8. the method for the choline that the two coatings of preparation according to claim 1 are ruminally protected; It is characterized in that; The oil of said deep hydrogenation or fat and the aliphatic acid with the fusing point that is higher than 40 ℃ are selected from down group; Its group comprises hydrogenation rape oil, hydrogenated corn oil, cotmar, hydrogenated groundnut, hydrogenation palm kernel oil, HPO, hydrogenated palm stearic acid, hydrogenation sunflower oil, hydrogenated rapeseed oil, palmitic acid and stearic acid.

9. the method for the choline that the two coatings of preparation according to claim 1 are ruminally protected is characterized in that said choline and said binding agent/coating material are with 1: the weight ratio of 0.1-2.0 is mixed with each other.

10. the method for the choline that the two coatings of preparation according to claim 1 are ruminally protected is characterized in that blender is selected from down group, and its group comprises ribbon mixer, agitator, homogenizer and V-type blender.

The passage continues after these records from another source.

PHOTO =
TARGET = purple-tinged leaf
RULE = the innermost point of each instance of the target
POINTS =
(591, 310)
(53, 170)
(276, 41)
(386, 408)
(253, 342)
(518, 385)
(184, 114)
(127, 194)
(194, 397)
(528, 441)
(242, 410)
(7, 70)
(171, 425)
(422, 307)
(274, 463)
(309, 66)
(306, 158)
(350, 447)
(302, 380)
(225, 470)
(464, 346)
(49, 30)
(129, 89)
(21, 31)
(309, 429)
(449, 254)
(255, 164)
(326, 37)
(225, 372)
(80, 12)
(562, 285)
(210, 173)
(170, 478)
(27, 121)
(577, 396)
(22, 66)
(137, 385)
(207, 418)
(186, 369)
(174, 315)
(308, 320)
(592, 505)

11. the method for the choline that the two coatings of preparation according to claim 1 are ruminally protected is characterized in that the extruding machine is an extruder.

12. the method for the choline that the two coatings of preparation according to claim 1 are ruminally protected is characterized in that the choline of encapsulation is graininess or needle-like for the first time.

13. the method according to the ruminally protected choline of the two coatings of claim 1 or 11 described preparations is characterized in that the porous plate in the said extruding machine is of a size of 0.5-2.5mm.

14. the method for the choline that the two coatings of preparation according to claim 11 are ruminally protected is characterized in that the temperature of the recipient in the said extruder remains on 10-60 ℃.

15. the method for the choline that the two coatings of preparation according to claim 1 are ruminally protected; It is characterized in that; Step (d) is carried out through the packaging system second time that is selected from down group, comprises super mixer, ribbon mixer, ROEDIGE blender and fluid bed processor.

16. the method for the choline that the two coatings of preparation according to claim 1 are ruminally protected is characterized in that two coating levels are 15-55% (w/w).